Abbott’s snuggling up to Nugent is not about the Second Amendment or the Fourth Amendment or any part of the Constitution. It is about courting and stoking the absolute ugliest, most paranoid, most ass-backwards elements of the GOP coalition. We’re not talking here about garden-variety gun lovers or small-government enthusiasts or evangelical values voters. We’re talking about people who find it quaint when Nugent starts raving about how black people are lazy or how disgusting he finds gays or how Hillary Clinton is a “toxic cunt” and “a two-bit whore for Fidel Castro.” (Media Matters has a sprawling, multi-decade sampling of Ted’s greatest hits here.) We’re talking about people who find it hilarious when Nugent waves his little guns around and froths, “Hey Hillary! You might want to ride one of these into the sunset, you worthless bitch.”
A great patriot indeed.
To be fair, Abbott is hardly the only prominent Republican to embrace the unhinged rocker. Texas Gov.
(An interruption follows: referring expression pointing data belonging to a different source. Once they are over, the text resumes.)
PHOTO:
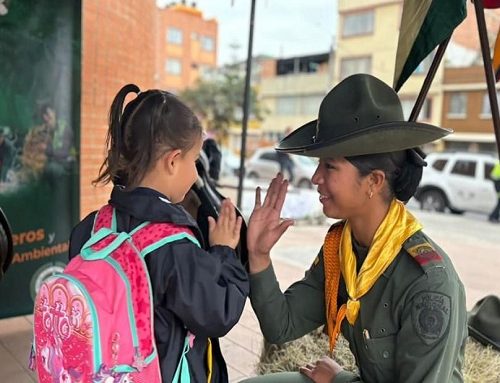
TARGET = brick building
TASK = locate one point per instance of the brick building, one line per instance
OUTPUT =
(117, 48)
(187, 46)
Rick Perry, the very man Abbott is looking to succeed, asked his good buddy Ted to headline Perry’s 2007 inaugural ball. (With a respectful nod to Texas’s increasingly diverse populace, Nugent showed up clad in a confederate-flag shirt and started talking smack about the state’s non-English speaking residents.) Nor are Texas pols the only Nugent courters. Even poor Mitt Romney sought Nugent’s (grudging) endorsement two years ago.
That said, it was Romney’s—and the broader GOP’s—epic failure that touched off this recent round of soul-searching among Republicans. Sure, the trials and tribulations of Obamacare have given them breathing space of late, but the times they are a changing—along with the nation’s demographics—and Republicans’ cozying up to characters like Nugent is not a recipe for a healthy national party.
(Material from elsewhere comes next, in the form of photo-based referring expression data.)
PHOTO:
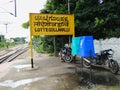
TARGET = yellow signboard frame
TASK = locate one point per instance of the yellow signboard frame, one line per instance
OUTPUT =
(50, 24)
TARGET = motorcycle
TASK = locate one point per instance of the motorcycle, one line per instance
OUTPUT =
(65, 54)
(104, 58)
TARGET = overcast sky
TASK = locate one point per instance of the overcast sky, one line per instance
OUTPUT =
(24, 7)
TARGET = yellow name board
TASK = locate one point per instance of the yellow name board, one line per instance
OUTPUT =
(51, 24)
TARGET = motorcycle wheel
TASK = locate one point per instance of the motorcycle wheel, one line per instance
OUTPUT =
(68, 58)
(114, 67)
(85, 63)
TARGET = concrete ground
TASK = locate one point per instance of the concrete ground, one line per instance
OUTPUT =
(49, 73)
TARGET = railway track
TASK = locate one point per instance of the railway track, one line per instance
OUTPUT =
(12, 55)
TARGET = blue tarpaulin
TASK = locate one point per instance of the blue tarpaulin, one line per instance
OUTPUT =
(83, 46)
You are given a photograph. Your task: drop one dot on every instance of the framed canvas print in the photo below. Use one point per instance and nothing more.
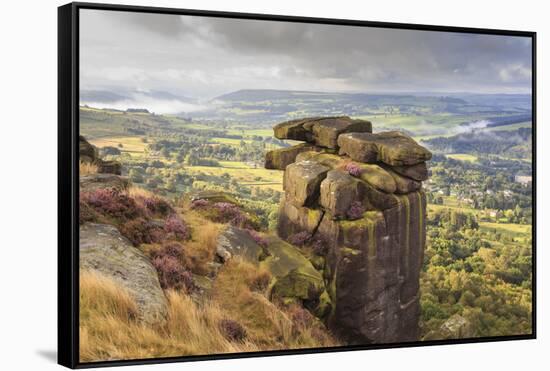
(238, 185)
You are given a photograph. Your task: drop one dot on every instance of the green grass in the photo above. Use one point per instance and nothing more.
(243, 173)
(462, 157)
(510, 228)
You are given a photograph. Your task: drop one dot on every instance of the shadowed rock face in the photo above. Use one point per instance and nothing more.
(105, 250)
(89, 154)
(279, 158)
(367, 208)
(391, 147)
(322, 131)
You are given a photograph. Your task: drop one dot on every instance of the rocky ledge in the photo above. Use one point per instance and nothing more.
(356, 198)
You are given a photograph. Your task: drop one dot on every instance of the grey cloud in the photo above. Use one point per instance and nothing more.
(206, 56)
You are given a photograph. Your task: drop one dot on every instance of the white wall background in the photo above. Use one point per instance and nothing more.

The morning after Ted and Greg’s road show, I emailed a handful of Republican strategists. Subject line: “Ted Nugent.” Question: “Why? That’s all I want to know. Why?” Not even the most conservative among them had a serious answer.
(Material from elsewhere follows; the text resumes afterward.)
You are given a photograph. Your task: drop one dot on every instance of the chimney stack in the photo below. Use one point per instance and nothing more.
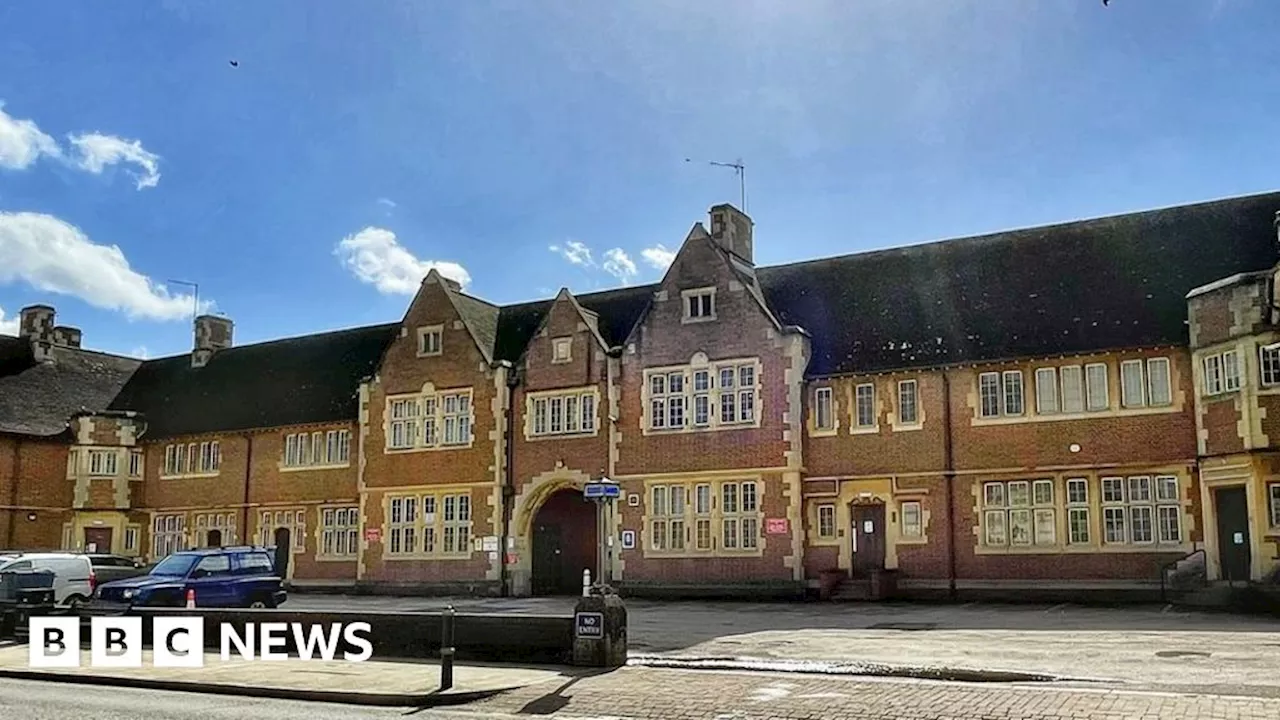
(731, 228)
(213, 333)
As for Gregg Abbott, when pressed by reporters about the appropriateness of his new pal’s comments, the candidate, predictably, claimed ignorance. “I don’t know what he may have done or said in his background. What I do know that Ted Nugent stands for the Constitution.”
I like to think that Abbott is not actually this stupid. It’s far less troubling to assume that the man likely to become the next governor of Texas is a shameless liar than to imagine that he’d embrace the famously vile Nugent without some vague sense of what made the guy a wingnut celebrity to begin with. (Hint for the would-be governor: It’s not Nugent’s 40-year-old hit song.)
Then again, maybe Abbott really is that clueless. At this point, Nugent has been spouting racist, sexist, generally insane invective for so long that the ugly particulars of any one rant quickly dissolve into his vast sea of lunacy. People tend to roll their eyes and give Nugent a pass because the ranting is seen as just part of his schtick. I mean, he’s the Motor City Madman, right? And, this being America, the guy can say whatever the hell he wants, right?
That he can—and does. But so long as Republicans keep hitching their wagon to a star like Nugent, they really shouldn’t wonder why more and more Americans see the party as defined by an unsettling blend of rage and ignorance.